<h1>Project – Predictive Analysis using scikit-learn</h1>

<p>Your assignment is to:
    <ul>
        <li>Start with the mushroom data in the pandas DataFrame that you constructed in your “Assignment –
Preprocessing Data with sci-kit learn.”</li>
        <li>Use scikit-learn to determine which of the two predictor columns that you selected (odor and one
other column of your choice) most accurately predicts whether or not a mushroom is poisonous. There is
an additional challenge here—to use scikit-learn’s predictive classifiers, you’ll want to convert each of
your two (numeric categorical) predictor columns into a set of columns. See for one approach pandas
get_dummies() method.</li>
        <li>Clearly state your conclusions along with any recommendations for further analysis.
This is by design a very open-ended assignment. You’re encouraged to go through the resources in your Week 12
folder. In particular, if you understand the process used in the Kevin Markham videos on Machine Learning with
scikit-learn to predict iris species from four predictor variables, you should be able to transfer your learnings to
complete this task.</li>
    </ul>
</p>

In [1]:
import numpy as np
import pandas as pd

from sklearn import metrics
from sklearn.linear_model import LogisticRegression
from sklearn.model_selection import train_test_split

In [2]:
url = "https://archive.ics.uci.edu/ml/machine-learning-databases/mushroom/agaricus-lepiota.data"
cols = [0, 5, 22]
names = ["Deadly", "Odor", "Habitat"]

mushrooms = pd.read_csv(url, usecols=cols, names=names)
mushrooms.replace(to_replace={'Deadly':{'e': 0, 'p': 1}}, inplace = True)
mushrooms.replace(to_replace={'Odor':{'a': 0, 'l': 1, 'c': 2, 'y': 3, 'f': 4, 'm': 5, 'n': 6, 'p': 7, 's': 8}}, inplace = True)
mushrooms.replace(to_replace={'Habitat':{'g': 0, 'l': 1, 'm': 2, 'p': 3, 'u': 4, 'w': 5, 'd': 6}}, inplace = True)

In [3]:
mushrooms

Unnamed: 0,Deadly,Odor,Habitat
0,1,7,4
1,0,0,0
2,0,1,2
3,1,7,4
4,0,6,0
...,...,...,...
8119,0,6,1
8120,0,6,1
8121,0,6,1
8122,1,3,1


In [4]:
mush_expanded = pd.get_dummies(mushrooms, columns=['Deadly', 'Odor', 'Habitat'], drop_first=True)
mush_expanded.head()

Unnamed: 0,Deadly_1,Odor_1,Odor_2,Odor_3,Odor_4,Odor_5,Odor_6,Odor_7,Odor_8,Habitat_1,Habitat_2,Habitat_3,Habitat_4,Habitat_5,Habitat_6
0,1,0,0,0,0,0,0,1,0,0,0,0,1,0,0
1,0,0,0,0,0,0,0,0,0,0,0,0,0,0,0
2,0,1,0,0,0,0,0,0,0,0,1,0,0,0,0
3,1,0,0,0,0,0,0,1,0,0,0,0,1,0,0
4,0,0,0,0,0,0,1,0,0,0,0,0,0,0,0


In [5]:
# set X values
X = mush_expanded.iloc[:, 1:]

# sey y values
y = mush_expanded.Deadly_1

# split X and y into training and testing sets using random state for reproducibility
X_train, X_test, y_train, y_test = train_test_split(X, y, random_state=1)
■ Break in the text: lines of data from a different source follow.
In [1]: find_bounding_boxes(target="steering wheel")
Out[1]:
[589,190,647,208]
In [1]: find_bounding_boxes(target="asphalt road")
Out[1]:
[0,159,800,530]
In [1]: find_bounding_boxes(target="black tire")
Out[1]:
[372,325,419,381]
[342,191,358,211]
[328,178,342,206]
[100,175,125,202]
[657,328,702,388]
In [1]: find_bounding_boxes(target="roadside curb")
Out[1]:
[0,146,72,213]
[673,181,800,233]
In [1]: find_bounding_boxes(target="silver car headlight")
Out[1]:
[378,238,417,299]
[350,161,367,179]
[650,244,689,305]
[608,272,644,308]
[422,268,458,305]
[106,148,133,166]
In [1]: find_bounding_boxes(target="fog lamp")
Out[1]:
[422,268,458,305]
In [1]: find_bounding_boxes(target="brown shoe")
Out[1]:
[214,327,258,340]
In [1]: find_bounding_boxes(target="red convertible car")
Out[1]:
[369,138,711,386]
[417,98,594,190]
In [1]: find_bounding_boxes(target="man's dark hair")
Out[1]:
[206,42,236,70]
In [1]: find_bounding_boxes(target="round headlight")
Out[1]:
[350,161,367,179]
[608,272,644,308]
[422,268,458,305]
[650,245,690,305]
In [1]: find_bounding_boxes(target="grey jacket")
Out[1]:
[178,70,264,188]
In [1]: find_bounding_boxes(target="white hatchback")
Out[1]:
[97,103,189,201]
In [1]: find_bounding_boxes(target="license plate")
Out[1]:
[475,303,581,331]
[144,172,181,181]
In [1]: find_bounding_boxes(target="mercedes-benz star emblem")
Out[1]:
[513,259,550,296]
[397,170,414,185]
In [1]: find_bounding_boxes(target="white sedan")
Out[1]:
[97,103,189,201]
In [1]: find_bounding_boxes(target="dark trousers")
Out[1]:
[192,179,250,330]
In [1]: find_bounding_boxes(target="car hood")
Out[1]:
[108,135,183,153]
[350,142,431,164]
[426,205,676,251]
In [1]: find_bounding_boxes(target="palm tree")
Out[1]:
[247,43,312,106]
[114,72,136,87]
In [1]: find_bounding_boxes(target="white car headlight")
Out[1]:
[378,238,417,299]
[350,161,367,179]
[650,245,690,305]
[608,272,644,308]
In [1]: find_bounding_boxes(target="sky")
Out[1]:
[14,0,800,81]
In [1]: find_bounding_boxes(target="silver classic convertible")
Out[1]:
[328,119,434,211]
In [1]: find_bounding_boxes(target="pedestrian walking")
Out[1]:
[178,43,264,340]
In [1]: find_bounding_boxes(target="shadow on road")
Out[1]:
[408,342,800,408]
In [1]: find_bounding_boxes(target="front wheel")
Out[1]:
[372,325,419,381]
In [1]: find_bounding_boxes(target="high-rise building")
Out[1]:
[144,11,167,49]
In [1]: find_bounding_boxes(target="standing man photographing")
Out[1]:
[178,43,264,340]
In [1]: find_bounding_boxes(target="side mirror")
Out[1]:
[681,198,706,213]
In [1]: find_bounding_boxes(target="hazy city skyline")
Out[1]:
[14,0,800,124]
# train the logistic regression model using training set
logreg = LogisticRegression()
logreg.fit(X_train, y_train)

LogisticRegression()

In [6]:
# store predictions for the testing set
y_pred = logreg.predict(X_test)

In [7]:
# calculate accuracy of predictions
accuracy = metrics.accuracy_score(y_test, y_pred)

# display accruacy in a more readable format
print('Accuracy Percentage: {}'.format(np.format_float_positional(accuracy*100, precision=2)))

Accuracy Percentage: 98.23


In [8]:
# print the first 30 true and predicted responses
print('True:', y_test.values[0:30])
print('Pred:', y_pred[0:30])

True: [0 1 1 1 0 1 1 0 1 1 1 1 1 1 0 0 1 0 1 0 0 0 0 0 0 1 0 1 1 0]
Pred: [0 1 1 1 0 1 1 0 1 1 1 1 1 1 0 0 1 0 1 0 0 0 0 0 0 1 0 1 1 0]


As we can see above, all of our predictions lined up correctly meaning that odor and habitat are good predictors of the edibility of mushrooms.